平成25年4月から、企業は希望者全員を65歳まで雇用しなくてはなりません。

具体的にどう対応すれば良いか判らず、対応を先延ばしにしている会社もあるのではないでしょうか。
現時点で対象者がいないから、と油断している事業主さんも、要チェックです!
最長5年間、雇用を延長する必要があるのですから、将来の会社の経営計画をたてるうえで、決して見逃せない内容です。

今回は、この高年齢者雇用安定法の改正について、企業が対応すべきポイントをまとめてみます。

どんな改正なのか
高年齢者雇用安定法では、定年を定める場合、60歳を下回ってはいけない、と定めています。
平成25年4月から、65歳未満の定年を定めている事業主は、労働者が希望した場合、全員を65歳まで雇う義務を負うことになりました。
その方法としては
・定年年齢を65歳まで延長する
・定年年齢を廃止する
・定年年齢後に再雇用する
が挙げられます。

ポイントは「希望者全員」というところです。
今までは事業主と労働者が労使協定を結ぶことによって、健康や業務遂行能力が一定の水準にある場合のみ継続雇用する、と定めることが可能でした。

しかし今回の改正では、働く意欲のある労働者を、最長65歳まで全員雇い続けることになります。

※平成25年3月31日までにこの労使協定を結んでいる場合は、段階的に65歳まで全員雇用を導入すればよい。
詳しくは厚生労働省のQ&Aでご確認ください。

この改正に対応せず、65歳までの雇用延長の措置をとらなかった場合は、法律違反となり、厚生労働大臣から指導、助言、勧告を受ける場合があります。
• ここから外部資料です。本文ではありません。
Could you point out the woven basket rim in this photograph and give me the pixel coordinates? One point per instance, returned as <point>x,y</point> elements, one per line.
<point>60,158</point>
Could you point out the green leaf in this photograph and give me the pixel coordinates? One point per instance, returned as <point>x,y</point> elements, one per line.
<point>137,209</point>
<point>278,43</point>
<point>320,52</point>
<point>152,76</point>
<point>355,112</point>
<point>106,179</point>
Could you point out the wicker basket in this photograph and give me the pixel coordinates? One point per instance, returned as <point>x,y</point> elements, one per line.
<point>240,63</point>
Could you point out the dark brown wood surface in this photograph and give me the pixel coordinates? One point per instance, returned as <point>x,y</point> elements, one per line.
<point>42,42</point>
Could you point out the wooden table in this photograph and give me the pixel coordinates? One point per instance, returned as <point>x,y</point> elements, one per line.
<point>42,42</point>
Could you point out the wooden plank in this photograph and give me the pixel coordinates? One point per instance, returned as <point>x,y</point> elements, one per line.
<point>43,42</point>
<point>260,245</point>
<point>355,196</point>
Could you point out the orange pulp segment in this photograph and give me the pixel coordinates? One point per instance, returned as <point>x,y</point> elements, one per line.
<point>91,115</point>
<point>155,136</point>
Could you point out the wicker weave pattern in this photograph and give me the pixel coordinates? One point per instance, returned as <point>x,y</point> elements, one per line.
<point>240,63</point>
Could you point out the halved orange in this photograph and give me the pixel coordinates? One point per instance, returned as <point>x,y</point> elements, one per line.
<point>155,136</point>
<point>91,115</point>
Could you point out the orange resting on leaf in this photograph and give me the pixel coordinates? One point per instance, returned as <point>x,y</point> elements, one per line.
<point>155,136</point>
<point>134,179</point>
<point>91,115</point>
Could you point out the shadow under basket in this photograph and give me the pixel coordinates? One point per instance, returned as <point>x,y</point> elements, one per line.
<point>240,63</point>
勧告に従わない企業は、企業名を公表されることもあります。


なぜ65歳まで?

これはご存知の方も多いでしょう。

厚生労働省は改正の概要の説明で、改正の理由について
「少子高齢化が急速に進展し、若者、女性、高齢者、障害者など働くことができる人全ての就労促進を図り、社会を支える全員参加型社会の実現が求められている中、高齢者の就労促進の一環として・・・」
という書き出しをしていますが、一番の理由は、年金の受給開始年齢の引き上げとの関係です。
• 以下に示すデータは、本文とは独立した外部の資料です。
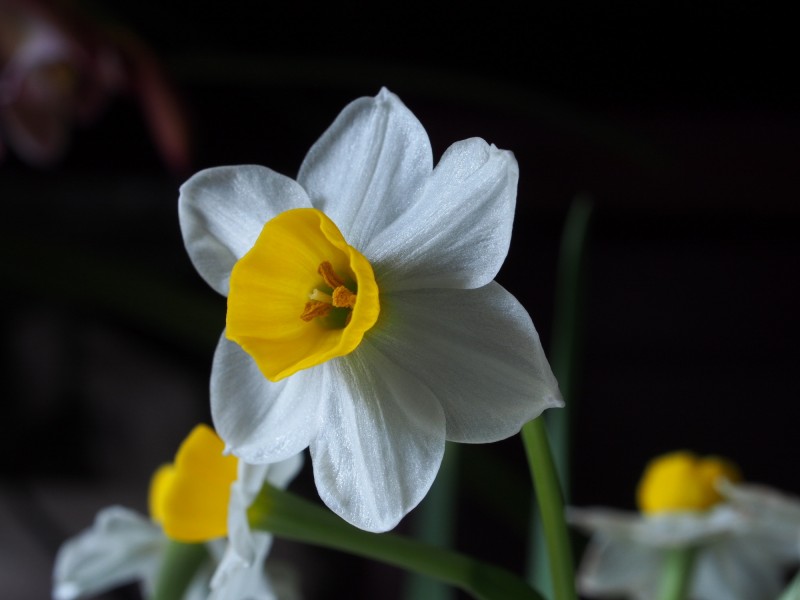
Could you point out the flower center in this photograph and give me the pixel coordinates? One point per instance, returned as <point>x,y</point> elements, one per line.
<point>681,481</point>
<point>301,296</point>
<point>189,497</point>
<point>321,304</point>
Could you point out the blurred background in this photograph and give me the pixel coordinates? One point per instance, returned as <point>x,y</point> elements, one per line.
<point>682,129</point>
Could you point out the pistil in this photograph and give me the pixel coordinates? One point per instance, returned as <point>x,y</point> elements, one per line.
<point>320,303</point>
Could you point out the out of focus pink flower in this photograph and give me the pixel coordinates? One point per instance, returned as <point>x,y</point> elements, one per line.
<point>60,70</point>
老齢厚生年金の受給開始年齢は現在、段階的に引き上げられており、最終的に平成37年4月から、受給開始年齢は65歳からとなります。
60歳までしか働けないと、年金受給開始までの5年間、無収入になってしまいます。
それを防ぐため、法律を改正したわけです。

高年齢雇用安定法改正

会社はどう対応すればよいか

≪必ずしも正社員のまま65歳まで雇用しなくてはならないわけではない≫
今回の改正は、定年年齢を65歳に引き上げることを義務付けているものではありません。
定年年齢は60歳のまま、定年後は嘱託社員、契約社員、パートタイマーなどの雇用形態に切り替えて働いてもらう、という方法もあります。
例えば1年の雇用契約を更新することで、最長65歳までの雇用を確保する方法もとれます。

≪60歳までの労働条件と同じである必要はない≫
雇用形態を切り替えることが可能であるのと同じように、賃金や勤務時間、職務内容などの条件も、定年前と同じである必要はありません。
短時間労働やフレックスタイム制の導入で無理なく働ける態勢を作る、定年後は賃金を見直す、職務内容や部署を変更する、定年到達時に役職から離脱する、など、労働条件を見直すこともできます。
通勤の負担を無くすため、在宅勤務にする、という方法もあります。

≪グループ会社で継続雇用することも可≫
自社での継続雇用ができない場合、一定の条件を満たすグループ企業であれば、グループ企業内での継続雇用も認められます。
詳しくは厚生労働省のQ&Aでご確認ください。

以上のように、60歳以降の働き方には、いろいろな選択肢が許されています。
改正の対応で制度を変える場合は、就業規則を見直すことも忘れてはいけません。
労働者もそれぞれの希望をもっていて、60歳過ぎても以前と変わらない働き方をしたい人もいれば、少しゆとりを持って働きたい人もいます。
様々な雇用延長の措置があることを知れば、事業主も労働者も、お互い無理のない雇用継続の方法が見つかるのではないでしょうか。